Understanding the Capacity and Powers of Companies Under CAMA 2020
The Company and Allied Matters Act (CAMA) 2020, enforced by the Corporate Affairs Commission (CAC) in Nigeria, outlines the legal framework governing the capacity and powers of companies.
This article explores the provisions related to the Powers of Companies, the effect of ultra vires acts, and the impact of reliance on restrictions in the memorandum of association.
Powers of Companies
General Powers
Under CAMA 2020, every company, unless restricted by its memorandum of association or any enactment, possesses all the powers of a natural person of full capacity. This broad provision allows companies to perform various activities necessary for achieving their business objectives. However, there are certain restrictions to ensure that these powers are exercised within legal boundaries.

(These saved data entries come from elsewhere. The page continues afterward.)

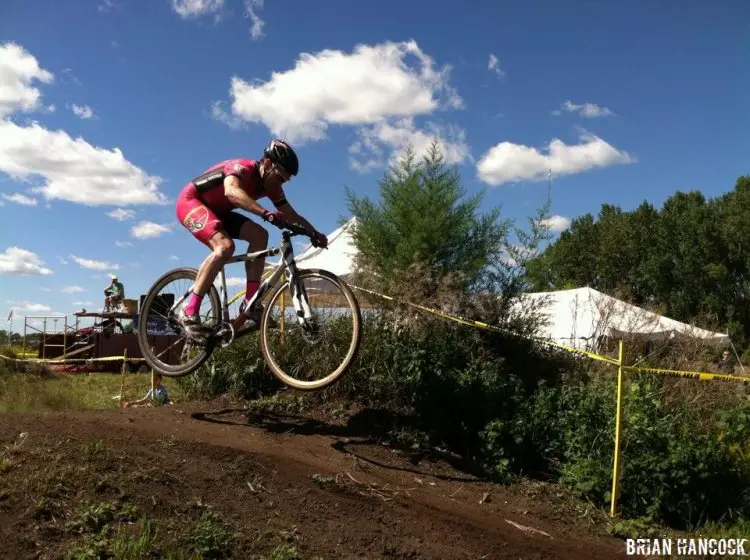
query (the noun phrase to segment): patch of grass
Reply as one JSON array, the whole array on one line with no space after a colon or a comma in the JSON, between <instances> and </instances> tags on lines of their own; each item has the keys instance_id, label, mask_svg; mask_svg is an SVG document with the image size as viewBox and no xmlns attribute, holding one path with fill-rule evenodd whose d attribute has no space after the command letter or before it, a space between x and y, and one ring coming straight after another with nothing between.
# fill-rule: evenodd
<instances>
[{"instance_id":1,"label":"patch of grass","mask_svg":"<svg viewBox=\"0 0 750 560\"><path fill-rule=\"evenodd\" d=\"M709 521L700 529L691 532L689 536L712 539L747 539L750 538L750 518L737 517L721 523Z\"/></svg>"},{"instance_id":2,"label":"patch of grass","mask_svg":"<svg viewBox=\"0 0 750 560\"><path fill-rule=\"evenodd\" d=\"M310 478L313 481L313 484L317 486L318 488L322 488L325 484L331 484L335 481L334 477L332 476L323 476L322 474L313 473L310 475Z\"/></svg>"},{"instance_id":3,"label":"patch of grass","mask_svg":"<svg viewBox=\"0 0 750 560\"><path fill-rule=\"evenodd\" d=\"M269 560L296 560L299 558L300 555L295 545L300 538L297 527L292 527L289 531L280 531L279 537L281 537L282 542L268 554Z\"/></svg>"},{"instance_id":4,"label":"patch of grass","mask_svg":"<svg viewBox=\"0 0 750 560\"><path fill-rule=\"evenodd\" d=\"M141 519L138 534L133 537L118 527L115 537L112 539L110 548L112 556L121 560L136 560L148 558L154 548L157 531L151 520Z\"/></svg>"},{"instance_id":5,"label":"patch of grass","mask_svg":"<svg viewBox=\"0 0 750 560\"><path fill-rule=\"evenodd\" d=\"M0 412L62 411L118 408L122 376L119 373L59 374L38 376L8 373L0 376ZM178 384L163 381L169 397L184 400ZM151 373L126 373L124 400L144 396L151 387Z\"/></svg>"},{"instance_id":6,"label":"patch of grass","mask_svg":"<svg viewBox=\"0 0 750 560\"><path fill-rule=\"evenodd\" d=\"M268 560L296 560L299 558L297 547L290 543L281 543L268 555Z\"/></svg>"},{"instance_id":7,"label":"patch of grass","mask_svg":"<svg viewBox=\"0 0 750 560\"><path fill-rule=\"evenodd\" d=\"M83 504L68 522L68 528L79 533L97 533L113 521L133 521L138 509L133 504L99 502Z\"/></svg>"},{"instance_id":8,"label":"patch of grass","mask_svg":"<svg viewBox=\"0 0 750 560\"><path fill-rule=\"evenodd\" d=\"M104 455L104 452L104 442L102 440L88 441L81 446L81 454L86 461L101 457Z\"/></svg>"},{"instance_id":9,"label":"patch of grass","mask_svg":"<svg viewBox=\"0 0 750 560\"><path fill-rule=\"evenodd\" d=\"M65 560L98 560L107 557L106 534L86 535L73 545L65 555Z\"/></svg>"},{"instance_id":10,"label":"patch of grass","mask_svg":"<svg viewBox=\"0 0 750 560\"><path fill-rule=\"evenodd\" d=\"M191 531L190 543L200 558L225 558L236 537L217 512L206 510Z\"/></svg>"}]
</instances>

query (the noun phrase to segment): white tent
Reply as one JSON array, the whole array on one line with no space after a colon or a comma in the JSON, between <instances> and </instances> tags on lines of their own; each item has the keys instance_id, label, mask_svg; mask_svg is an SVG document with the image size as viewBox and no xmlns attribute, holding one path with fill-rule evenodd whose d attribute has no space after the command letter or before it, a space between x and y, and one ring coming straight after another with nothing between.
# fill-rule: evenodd
<instances>
[{"instance_id":1,"label":"white tent","mask_svg":"<svg viewBox=\"0 0 750 560\"><path fill-rule=\"evenodd\" d=\"M689 337L713 345L729 344L726 334L669 319L593 288L524 294L518 305L524 301L540 305L547 322L538 336L578 349L596 350L600 337L642 341Z\"/></svg>"},{"instance_id":2,"label":"white tent","mask_svg":"<svg viewBox=\"0 0 750 560\"><path fill-rule=\"evenodd\" d=\"M296 255L297 266L299 268L322 268L346 280L354 271L354 257L357 249L351 232L356 226L357 218L351 218L328 235L327 249L311 245L304 253Z\"/></svg>"}]
</instances>

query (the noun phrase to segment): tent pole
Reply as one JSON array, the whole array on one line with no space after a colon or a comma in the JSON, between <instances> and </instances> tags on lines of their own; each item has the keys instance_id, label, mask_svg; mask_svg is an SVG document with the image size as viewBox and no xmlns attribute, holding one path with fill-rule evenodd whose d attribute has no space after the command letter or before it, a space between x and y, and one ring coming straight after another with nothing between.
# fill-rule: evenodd
<instances>
[{"instance_id":1,"label":"tent pole","mask_svg":"<svg viewBox=\"0 0 750 560\"><path fill-rule=\"evenodd\" d=\"M729 333L727 333L729 335ZM737 363L740 364L740 369L742 370L742 373L745 373L745 366L742 365L742 361L740 360L739 355L737 354L737 349L734 347L734 343L732 342L732 339L729 339L729 344L732 345L732 352L734 352L734 356L737 358Z\"/></svg>"}]
</instances>

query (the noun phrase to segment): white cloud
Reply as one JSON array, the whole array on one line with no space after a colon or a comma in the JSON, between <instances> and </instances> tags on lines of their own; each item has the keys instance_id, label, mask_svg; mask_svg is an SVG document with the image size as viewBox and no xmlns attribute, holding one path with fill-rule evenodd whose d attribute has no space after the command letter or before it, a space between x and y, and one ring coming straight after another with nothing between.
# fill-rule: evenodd
<instances>
[{"instance_id":1,"label":"white cloud","mask_svg":"<svg viewBox=\"0 0 750 560\"><path fill-rule=\"evenodd\" d=\"M94 117L94 111L88 105L75 105L71 107L76 117L80 119L91 119Z\"/></svg>"},{"instance_id":2,"label":"white cloud","mask_svg":"<svg viewBox=\"0 0 750 560\"><path fill-rule=\"evenodd\" d=\"M170 255L169 256L169 260L171 260L171 261L179 261L180 257L178 257L177 255Z\"/></svg>"},{"instance_id":3,"label":"white cloud","mask_svg":"<svg viewBox=\"0 0 750 560\"><path fill-rule=\"evenodd\" d=\"M54 75L39 66L36 58L16 43L0 45L0 118L15 111L39 108L41 92L31 83L49 84Z\"/></svg>"},{"instance_id":4,"label":"white cloud","mask_svg":"<svg viewBox=\"0 0 750 560\"><path fill-rule=\"evenodd\" d=\"M611 117L615 115L615 113L611 109L607 109L606 107L600 107L599 105L596 105L594 103L584 103L583 105L576 105L570 100L560 105L560 108L556 111L552 111L552 114L561 115L563 111L565 111L566 113L577 112L579 115L586 118Z\"/></svg>"},{"instance_id":5,"label":"white cloud","mask_svg":"<svg viewBox=\"0 0 750 560\"><path fill-rule=\"evenodd\" d=\"M359 130L359 140L349 147L352 154L349 164L352 169L364 173L370 169L394 164L411 145L417 158L427 154L435 138L448 165L462 163L470 159L466 133L457 127L442 129L434 123L427 123L426 130L417 129L414 119L406 118L388 123L382 121L372 127ZM384 157L384 149L389 151L389 159Z\"/></svg>"},{"instance_id":6,"label":"white cloud","mask_svg":"<svg viewBox=\"0 0 750 560\"><path fill-rule=\"evenodd\" d=\"M263 0L245 0L245 13L252 21L253 26L250 29L250 35L254 41L263 38L263 26L265 22L258 17L258 10L263 9Z\"/></svg>"},{"instance_id":7,"label":"white cloud","mask_svg":"<svg viewBox=\"0 0 750 560\"><path fill-rule=\"evenodd\" d=\"M548 170L554 175L570 175L635 161L627 152L589 133L581 135L580 144L570 146L555 138L546 151L543 154L530 146L501 142L481 157L477 175L485 183L497 186L514 181L540 181L547 177Z\"/></svg>"},{"instance_id":8,"label":"white cloud","mask_svg":"<svg viewBox=\"0 0 750 560\"><path fill-rule=\"evenodd\" d=\"M65 286L60 291L66 294L75 294L78 292L85 292L86 290L84 290L81 286Z\"/></svg>"},{"instance_id":9,"label":"white cloud","mask_svg":"<svg viewBox=\"0 0 750 560\"><path fill-rule=\"evenodd\" d=\"M115 245L117 245L120 249L127 249L128 247L133 246L130 241L115 241Z\"/></svg>"},{"instance_id":10,"label":"white cloud","mask_svg":"<svg viewBox=\"0 0 750 560\"><path fill-rule=\"evenodd\" d=\"M168 233L171 230L169 226L157 224L154 222L138 222L130 229L130 233L133 237L138 239L148 239L150 237L159 237L163 233Z\"/></svg>"},{"instance_id":11,"label":"white cloud","mask_svg":"<svg viewBox=\"0 0 750 560\"><path fill-rule=\"evenodd\" d=\"M228 113L224 109L225 103L223 101L214 101L211 103L211 116L219 122L223 122L229 128L233 130L239 130L247 126L247 123L240 117Z\"/></svg>"},{"instance_id":12,"label":"white cloud","mask_svg":"<svg viewBox=\"0 0 750 560\"><path fill-rule=\"evenodd\" d=\"M83 84L81 83L81 80L79 80L79 79L78 79L78 78L77 78L77 77L75 76L75 74L73 74L73 69L72 69L72 68L63 68L63 76L66 76L66 77L70 78L70 79L71 79L71 80L72 80L73 82L75 82L75 83L76 83L76 84L78 84L79 86L80 86L80 85L83 85ZM53 105L53 107L54 107L54 105Z\"/></svg>"},{"instance_id":13,"label":"white cloud","mask_svg":"<svg viewBox=\"0 0 750 560\"><path fill-rule=\"evenodd\" d=\"M100 12L108 12L114 7L115 7L114 0L102 0L102 3L99 4L98 10Z\"/></svg>"},{"instance_id":14,"label":"white cloud","mask_svg":"<svg viewBox=\"0 0 750 560\"><path fill-rule=\"evenodd\" d=\"M172 0L172 9L184 19L216 13L223 6L224 0Z\"/></svg>"},{"instance_id":15,"label":"white cloud","mask_svg":"<svg viewBox=\"0 0 750 560\"><path fill-rule=\"evenodd\" d=\"M5 200L9 200L10 202L15 202L16 204L23 204L24 206L37 205L37 200L35 198L28 197L25 194L21 193L14 193L10 196L7 194L3 194L3 198Z\"/></svg>"},{"instance_id":16,"label":"white cloud","mask_svg":"<svg viewBox=\"0 0 750 560\"><path fill-rule=\"evenodd\" d=\"M52 271L44 266L35 253L19 247L8 247L0 253L0 275L49 276Z\"/></svg>"},{"instance_id":17,"label":"white cloud","mask_svg":"<svg viewBox=\"0 0 750 560\"><path fill-rule=\"evenodd\" d=\"M107 216L109 216L110 218L114 218L115 220L120 220L122 222L125 220L132 220L135 217L135 211L126 210L124 208L117 208L116 210L107 212Z\"/></svg>"},{"instance_id":18,"label":"white cloud","mask_svg":"<svg viewBox=\"0 0 750 560\"><path fill-rule=\"evenodd\" d=\"M73 303L71 303L71 305L94 305L94 302L93 301L89 301L89 300L86 300L86 301L74 301Z\"/></svg>"},{"instance_id":19,"label":"white cloud","mask_svg":"<svg viewBox=\"0 0 750 560\"><path fill-rule=\"evenodd\" d=\"M550 216L546 220L542 220L542 224L547 226L551 231L561 232L570 227L570 219L565 216L555 214Z\"/></svg>"},{"instance_id":20,"label":"white cloud","mask_svg":"<svg viewBox=\"0 0 750 560\"><path fill-rule=\"evenodd\" d=\"M500 61L498 61L497 57L492 53L490 53L490 61L487 63L487 69L494 71L498 78L505 77L505 72L500 68Z\"/></svg>"},{"instance_id":21,"label":"white cloud","mask_svg":"<svg viewBox=\"0 0 750 560\"><path fill-rule=\"evenodd\" d=\"M43 193L47 200L87 206L167 202L158 190L161 178L130 163L119 148L94 147L83 138L73 140L62 130L46 130L38 123L20 127L0 121L0 171L15 179L44 177L46 184L32 191Z\"/></svg>"},{"instance_id":22,"label":"white cloud","mask_svg":"<svg viewBox=\"0 0 750 560\"><path fill-rule=\"evenodd\" d=\"M50 288L39 288L43 292L51 292L52 290Z\"/></svg>"},{"instance_id":23,"label":"white cloud","mask_svg":"<svg viewBox=\"0 0 750 560\"><path fill-rule=\"evenodd\" d=\"M64 258L62 258L60 255L57 256L57 258L60 260L60 264L68 264L68 261L66 261Z\"/></svg>"},{"instance_id":24,"label":"white cloud","mask_svg":"<svg viewBox=\"0 0 750 560\"><path fill-rule=\"evenodd\" d=\"M41 303L32 303L30 301L13 301L9 303L17 304L11 307L13 311L30 311L31 313L41 313L42 311L52 310L52 308L48 305L43 305Z\"/></svg>"},{"instance_id":25,"label":"white cloud","mask_svg":"<svg viewBox=\"0 0 750 560\"><path fill-rule=\"evenodd\" d=\"M41 93L31 87L35 79L50 83L53 75L19 45L0 45L0 172L15 180L43 178L45 183L31 191L43 193L47 201L86 205L167 202L158 191L161 178L127 161L119 148L98 148L37 122L22 127L5 118L39 107Z\"/></svg>"},{"instance_id":26,"label":"white cloud","mask_svg":"<svg viewBox=\"0 0 750 560\"><path fill-rule=\"evenodd\" d=\"M120 270L120 265L117 264L110 264L105 261L95 261L92 259L84 259L81 257L76 257L75 255L70 256L73 257L73 260L83 268L90 268L93 270Z\"/></svg>"},{"instance_id":27,"label":"white cloud","mask_svg":"<svg viewBox=\"0 0 750 560\"><path fill-rule=\"evenodd\" d=\"M245 286L247 278L240 278L239 276L230 276L227 278L227 287L229 286Z\"/></svg>"},{"instance_id":28,"label":"white cloud","mask_svg":"<svg viewBox=\"0 0 750 560\"><path fill-rule=\"evenodd\" d=\"M320 140L331 124L377 124L463 107L449 72L436 69L415 41L301 53L294 68L266 82L233 77L232 114L291 142Z\"/></svg>"}]
</instances>

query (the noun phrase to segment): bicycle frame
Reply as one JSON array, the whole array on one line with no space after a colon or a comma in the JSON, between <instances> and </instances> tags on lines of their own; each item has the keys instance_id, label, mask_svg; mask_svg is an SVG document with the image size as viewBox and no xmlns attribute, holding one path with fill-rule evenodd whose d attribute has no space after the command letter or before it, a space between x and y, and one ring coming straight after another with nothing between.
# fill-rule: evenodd
<instances>
[{"instance_id":1,"label":"bicycle frame","mask_svg":"<svg viewBox=\"0 0 750 560\"><path fill-rule=\"evenodd\" d=\"M256 251L254 253L246 253L244 255L231 257L224 264L224 266L221 267L221 269L219 270L219 277L221 278L221 286L219 288L219 291L221 292L220 303L223 322L230 322L229 302L227 301L227 281L226 275L224 274L224 267L229 264L253 261L255 259L275 256L281 253L281 262L279 262L279 264L273 269L271 275L266 278L266 280L264 280L263 283L258 287L258 291L255 292L252 298L250 298L249 305L246 309L250 309L257 301L260 301L266 295L266 293L268 293L268 291L276 285L276 282L281 276L281 273L286 271L286 277L289 281L289 289L292 293L292 302L295 309L297 310L297 321L303 327L306 327L308 325L307 321L310 321L312 319L312 312L310 311L307 292L304 286L297 279L297 263L294 260L294 250L291 243L291 238L294 235L300 235L301 233L302 232L299 231L295 233L290 233L286 230L282 231L281 245L279 247L270 247L268 249L264 249L263 251ZM190 287L190 290L192 290L192 288L193 286ZM188 297L188 294L190 293L190 290L183 294L183 296L178 299L174 303L174 305L172 305L170 309L171 313L174 313L174 311L180 306L180 304L185 301L185 299ZM234 299L235 298L232 298L232 301L234 301Z\"/></svg>"}]
</instances>

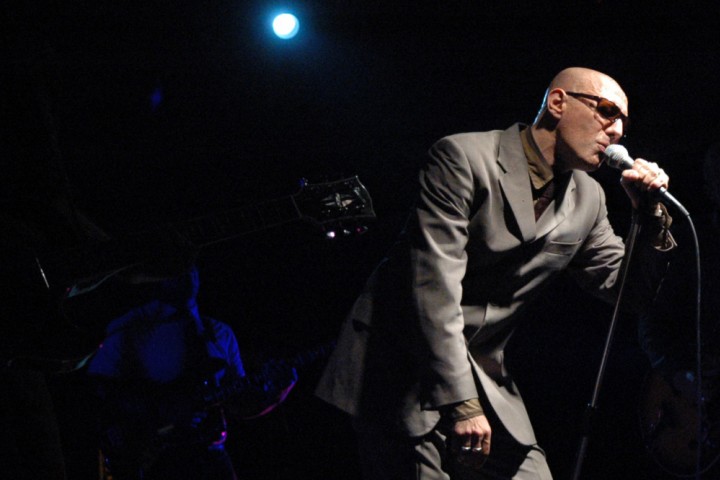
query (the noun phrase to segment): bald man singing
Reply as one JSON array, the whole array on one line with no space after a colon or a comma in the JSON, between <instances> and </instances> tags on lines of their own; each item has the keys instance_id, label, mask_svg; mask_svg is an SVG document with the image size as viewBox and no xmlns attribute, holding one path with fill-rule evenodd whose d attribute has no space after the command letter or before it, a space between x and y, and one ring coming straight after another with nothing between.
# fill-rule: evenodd
<instances>
[{"instance_id":1,"label":"bald man singing","mask_svg":"<svg viewBox=\"0 0 720 480\"><path fill-rule=\"evenodd\" d=\"M367 480L550 479L504 348L528 305L567 271L616 299L623 240L600 167L628 120L608 75L568 68L532 125L445 137L429 150L408 223L344 323L317 395L352 416ZM670 218L641 159L622 185L643 225L632 298L652 298ZM647 305L633 305L638 311Z\"/></svg>"}]
</instances>

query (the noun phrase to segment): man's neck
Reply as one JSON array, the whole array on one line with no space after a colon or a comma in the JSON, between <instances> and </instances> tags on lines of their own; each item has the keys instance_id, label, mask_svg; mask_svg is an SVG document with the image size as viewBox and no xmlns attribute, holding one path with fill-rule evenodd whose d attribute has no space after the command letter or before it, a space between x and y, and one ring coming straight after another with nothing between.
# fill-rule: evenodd
<instances>
[{"instance_id":1,"label":"man's neck","mask_svg":"<svg viewBox=\"0 0 720 480\"><path fill-rule=\"evenodd\" d=\"M555 167L555 134L546 128L533 124L530 126L530 134L535 140L540 153L551 167Z\"/></svg>"}]
</instances>

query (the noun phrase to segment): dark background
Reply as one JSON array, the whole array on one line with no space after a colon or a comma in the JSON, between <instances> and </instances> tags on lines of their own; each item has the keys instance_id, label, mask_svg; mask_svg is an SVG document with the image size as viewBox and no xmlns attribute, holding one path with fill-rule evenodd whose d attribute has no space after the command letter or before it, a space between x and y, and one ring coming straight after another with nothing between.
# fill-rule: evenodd
<instances>
[{"instance_id":1,"label":"dark background","mask_svg":"<svg viewBox=\"0 0 720 480\"><path fill-rule=\"evenodd\" d=\"M282 6L300 17L291 41L269 30ZM716 7L96 0L13 2L2 15L0 155L14 189L64 179L118 234L293 195L301 178L358 175L368 188L377 220L364 235L330 241L295 222L202 252L202 306L234 327L251 369L334 337L399 232L432 142L531 122L564 67L616 78L630 98L630 153L660 163L693 216L708 208L699 163L720 139ZM624 235L618 174L596 176ZM612 309L564 281L557 290L562 303L539 306L509 361L564 479ZM234 425L241 478L358 478L347 419L312 396L321 363L273 415ZM646 370L623 319L582 478L663 478L638 434ZM81 375L52 382L70 478L93 478Z\"/></svg>"}]
</instances>

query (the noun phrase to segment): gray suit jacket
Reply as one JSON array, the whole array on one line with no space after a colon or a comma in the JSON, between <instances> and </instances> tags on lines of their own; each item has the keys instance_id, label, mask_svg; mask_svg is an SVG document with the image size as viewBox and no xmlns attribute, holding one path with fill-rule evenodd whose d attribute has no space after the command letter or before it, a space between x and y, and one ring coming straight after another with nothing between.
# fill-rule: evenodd
<instances>
[{"instance_id":1,"label":"gray suit jacket","mask_svg":"<svg viewBox=\"0 0 720 480\"><path fill-rule=\"evenodd\" d=\"M316 393L412 436L436 426L438 407L480 397L533 444L503 349L562 270L612 300L623 242L584 172L564 179L536 223L518 125L449 136L429 153L404 235L354 304Z\"/></svg>"}]
</instances>

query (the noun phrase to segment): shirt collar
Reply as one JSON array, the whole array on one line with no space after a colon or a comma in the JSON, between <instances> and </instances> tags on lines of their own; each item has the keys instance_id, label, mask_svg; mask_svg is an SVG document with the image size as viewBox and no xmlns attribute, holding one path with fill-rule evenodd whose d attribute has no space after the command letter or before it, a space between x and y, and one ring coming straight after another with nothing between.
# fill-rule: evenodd
<instances>
[{"instance_id":1,"label":"shirt collar","mask_svg":"<svg viewBox=\"0 0 720 480\"><path fill-rule=\"evenodd\" d=\"M540 152L529 126L520 132L520 140L528 161L530 181L535 190L540 190L554 178L553 169Z\"/></svg>"}]
</instances>

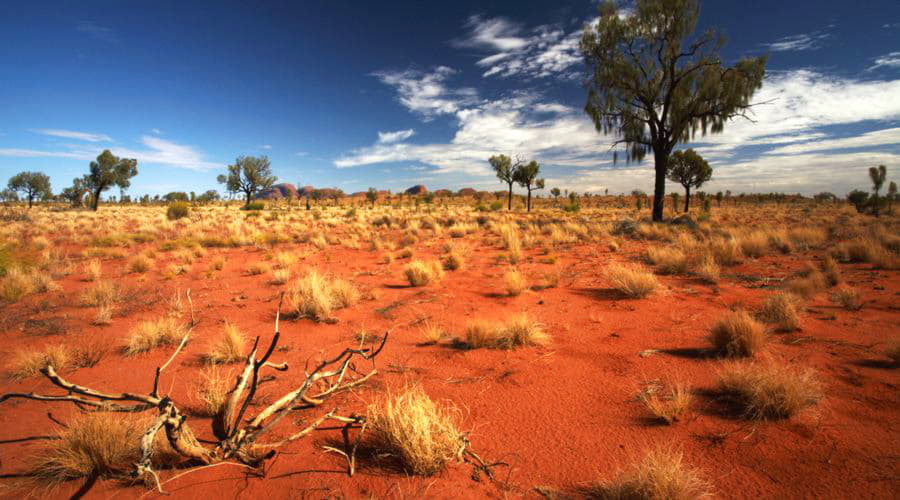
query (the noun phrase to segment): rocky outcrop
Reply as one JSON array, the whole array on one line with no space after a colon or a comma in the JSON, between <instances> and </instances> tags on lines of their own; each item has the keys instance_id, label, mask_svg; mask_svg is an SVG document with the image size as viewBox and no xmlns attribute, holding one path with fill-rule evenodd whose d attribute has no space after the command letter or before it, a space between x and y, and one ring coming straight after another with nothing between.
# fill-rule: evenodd
<instances>
[{"instance_id":1,"label":"rocky outcrop","mask_svg":"<svg viewBox=\"0 0 900 500\"><path fill-rule=\"evenodd\" d=\"M415 186L406 190L406 194L411 194L413 196L419 194L425 194L428 192L428 188L422 184L416 184Z\"/></svg>"},{"instance_id":2,"label":"rocky outcrop","mask_svg":"<svg viewBox=\"0 0 900 500\"><path fill-rule=\"evenodd\" d=\"M297 198L297 188L290 182L275 184L268 189L264 189L256 195L260 200L281 200L284 198Z\"/></svg>"}]
</instances>

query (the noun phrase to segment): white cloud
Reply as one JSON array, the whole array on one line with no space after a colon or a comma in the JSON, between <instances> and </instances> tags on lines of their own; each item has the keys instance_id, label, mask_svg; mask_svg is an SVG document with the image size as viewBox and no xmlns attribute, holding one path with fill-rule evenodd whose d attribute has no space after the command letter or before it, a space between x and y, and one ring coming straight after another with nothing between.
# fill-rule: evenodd
<instances>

Restrictions on Political Donations
A significant restriction imposed by CAMA 2020 is the prohibition on companies from making donations or gifts to political parties, political associations, or for any political purpose. If a company violates this provision, the following consequences apply:
- Liability for Officers and Members: Officers in default and any member who voted for the breach are jointly and severally liable to refund the company the amount or value of the donation or gift.
- Offense and Penalties: The company and the involved officers or members are guilty of an offense and liable to a fine equal to the amount or value of the donation or gift.
Effect of Ultra Vires Acts
Prohibition on Unauthorized Business
CAMA 2020 mandates that a company must not engage in any business not authorized by its memorandum or exceed the powers conferred by its memorandum or the Act. This provision aims to ensure that companies operate within their defined objectives and legal limits.
Assertion of Breach
A breach of the prohibition on unauthorized business can be asserted in various proceedings, including:
- Proceedings under Sections 300 to 313 of the Act
- Proceedings under Subsection (4) of Section 39
Despite this prohibition, any act of a company, or conveyance or transfer of property to or by a company, is not invalid merely because it was not done for the furtherance of the company’s authorized business or exceeded its objects or powers.
Injunction and Compensation
Members, debenture holders, or trustees of debentures secured by a floating charge can apply to the court to prohibit actions or conveyances in breach of the company’s memorandum. If the court deems it equitable, it may set aside or prohibit the performance of such contracts and may allow compensation for any loss or damage sustained, excluding anticipated profits.
Effect of Reliance on Restrictions in the Memorandum
Reliance on Restrictions
Restrictions in a company’s memorandum of association regarding the powers and capacity to carry on its authorized business can only be relied upon in specific proceedings, such as:
- Proceedings against the company by a director, member, or debenture holder
- Proceedings by the company or a member against present or former officers
- Proceedings by the CAC or a member to wind up the company
- Proceedings to restrain the company or other persons from acting in breach of the memorandum
Limitations on Reliance
A person cannot rely on a restriction in the memorandum in proceedings if they voted in favor of, or expressly agreed to, the act or conveyance alleged to be contrary to the restriction.
Additional Considerations and Best Practices
Compliance and Governance
Companies must ensure strict compliance with CAMA 2020 to avoid legal issues and penalties. Implementing robust governance frameworks and regularly reviewing the company’s activities against its memorandum can help maintain compliance.
Legal Advice and Support
Engaging legal professionals with expertise in corporate law can provide valuable guidance on navigating the complexities of CAMA 2020. They can assist in drafting comprehensive memoranda of association, advising on permissible activities, and representing the company in legal proceedings if necessary.
Continuous Monitoring and Training
Companies should continuously monitor changes in legislation and ensure that their directors and officers are well informed about their responsibilities under CAMA 2020. Regular training and updates can help in maintaining compliance and avoiding inadvertent breaches.
Understanding and adhering to the provisions for capacity and powers under CAMA 2020 is crucial for the legal and operational integrity of companies in Nigeria. By following these guidelines, companies can operate within their authorized objectives, avoid unauthorized activities, and ensure robust governance.